About Me

I'm a research assistant stationed on Gough Island in the South Atlantic Ocean. We are conducting research for the RSPB on birds living on the island. We will be here until late September or early October 2011. A map of the island can be found here: http://www.flickr.com/photos/niclemaitre/5381019736/

Sunday, September 11, 2011

The end of the dream - 5 September to 11 September

For a long time after I arrived on Gough, it did not seem like it was real. It felt like a dream, at times a bad dream but mostly a wonderful one. After several months that dream ended and Gough was real, in all its beauty and uniqueness. It was the world outside of our tiny isolated island that ceased to be real and became a place of memories and voices on the far side of a telephone line. With takeover starting next Saturday (the 17th), the real world is invading Gough and taking away much of the "specialness" of our island. I don't resent that out time here as a small group is ending, in fact I look forward to new faces, stories and people to help with the work but I know that I will always miss the quietness and relaxed tempo of live before takeover.
A Yellow Nosed Albatross preparing its nest
I was not here for takeover last year but still the island is beginning to resemble the island on which I arrived in December 2010, the Yellow Nosed and Sooty Albatrosses, the Great Shearwaters, Broad Prions and even the Rockhopper Penguins have all begun to return. Every moment you spend outside in the daytime is filled with the KEEEEEaaaaHHHHH of the Sootys as they spin, turn and dive above the cliffs.

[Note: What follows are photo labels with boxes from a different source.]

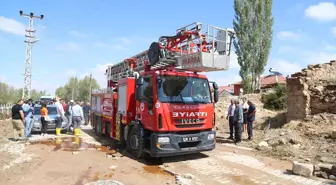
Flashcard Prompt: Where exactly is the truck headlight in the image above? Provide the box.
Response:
[208,134,215,140]
[158,137,170,144]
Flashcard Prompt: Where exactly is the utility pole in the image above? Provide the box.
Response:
[20,10,44,99]
[89,73,92,102]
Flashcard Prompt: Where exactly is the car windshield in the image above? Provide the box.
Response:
[40,98,52,101]
[157,76,211,104]
[34,107,57,115]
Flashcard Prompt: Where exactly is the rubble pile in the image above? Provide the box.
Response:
[287,61,336,121]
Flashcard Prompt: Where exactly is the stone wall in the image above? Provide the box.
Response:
[287,61,336,121]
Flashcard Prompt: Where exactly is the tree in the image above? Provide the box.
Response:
[233,0,274,93]
[0,82,46,104]
[55,76,100,101]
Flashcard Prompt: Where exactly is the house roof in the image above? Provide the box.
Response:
[232,75,286,87]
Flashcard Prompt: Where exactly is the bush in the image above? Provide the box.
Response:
[262,85,287,110]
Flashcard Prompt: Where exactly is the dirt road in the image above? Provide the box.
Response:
[0,121,331,185]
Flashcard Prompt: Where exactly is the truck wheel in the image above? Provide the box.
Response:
[127,126,144,159]
[147,42,160,66]
[119,123,126,148]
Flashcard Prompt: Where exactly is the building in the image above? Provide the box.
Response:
[232,74,286,96]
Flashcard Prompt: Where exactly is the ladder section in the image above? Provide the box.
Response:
[154,22,235,72]
[106,22,235,84]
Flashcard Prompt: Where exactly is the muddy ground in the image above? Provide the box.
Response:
[216,95,336,164]
[0,119,332,185]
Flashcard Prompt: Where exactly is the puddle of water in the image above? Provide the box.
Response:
[30,137,117,155]
[143,165,171,176]
[231,176,257,185]
[91,171,114,182]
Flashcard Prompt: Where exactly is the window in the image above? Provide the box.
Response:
[157,76,211,104]
[142,77,153,102]
[34,107,57,115]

This has been a month of "lasts" for me, last visits to all the special places on this island, before the crowds arrive, to fix them in my memory forever. This will probably be my last post from Gough because I am sure that I am going to be worked to a standstill during takeover and will probably not have time to post updates. So for those you faithful readers who have developed a dependency and need your fix, it is cold turkey for you, good luck. I will write a final post about takeover and the voyage home on the Agulhas but that will be posted from home and not from Gough.
Gonydale

Sunday, September 4, 2011

Time flies like an arrow and fruit flies like a banana - 29 August to 4 September

The title of this post is a rather poor pun but true nonetheless. The closer that we get to the arrival of the S.A. Agulhas the faster time seems to pass. It seems only the other day that we were celebrating Mid-Winter and 100 days, then 40 days and now it is only 40 days until we are back in Cape Town. The closer it comes, the more the anticipation grows. We all dream of our first sight of Table Mountain, the first fresh fruit, the first cup of tea with real milk and of course the first sight of all our families.

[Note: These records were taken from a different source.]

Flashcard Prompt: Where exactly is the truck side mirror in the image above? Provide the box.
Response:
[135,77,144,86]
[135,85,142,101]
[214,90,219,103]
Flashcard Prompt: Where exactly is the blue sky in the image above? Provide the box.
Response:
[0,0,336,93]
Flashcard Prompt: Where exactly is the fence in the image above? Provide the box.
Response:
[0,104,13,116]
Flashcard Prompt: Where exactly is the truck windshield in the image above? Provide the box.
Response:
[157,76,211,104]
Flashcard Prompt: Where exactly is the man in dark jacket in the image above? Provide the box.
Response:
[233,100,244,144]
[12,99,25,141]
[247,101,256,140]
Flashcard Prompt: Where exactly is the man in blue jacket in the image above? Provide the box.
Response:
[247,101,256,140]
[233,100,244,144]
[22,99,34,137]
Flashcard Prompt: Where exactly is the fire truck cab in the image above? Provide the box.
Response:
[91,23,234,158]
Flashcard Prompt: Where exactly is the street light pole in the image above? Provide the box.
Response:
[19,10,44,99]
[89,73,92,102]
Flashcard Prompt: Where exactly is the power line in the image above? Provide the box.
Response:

 With the rapid approach of takeover we have all been hard at work cleaning the base, for some reason John et al decided that we should go completely overboard and wash the ceilings and walls which has got to be the biggest waste of time ever. Firstly the ceilings and walls really are not dirty at all and secondly the base is going to be replaced in the very near future (that is if the government decides to that renew the lease in 2013). It really smacks of make-work, something that we have to do in order to alleviate their boredom. We even had to weed the grass growing on the wooden platform that supports the helipad, why - no one knows.

The cleaning also really always seems to fall on the nicest days when the wind is still and the sun is shining in other words the days when it would be ideal for me to do longer trips away from base to check nests or ring birds. Ag, whatever, it really is only a few more days now. I will survive!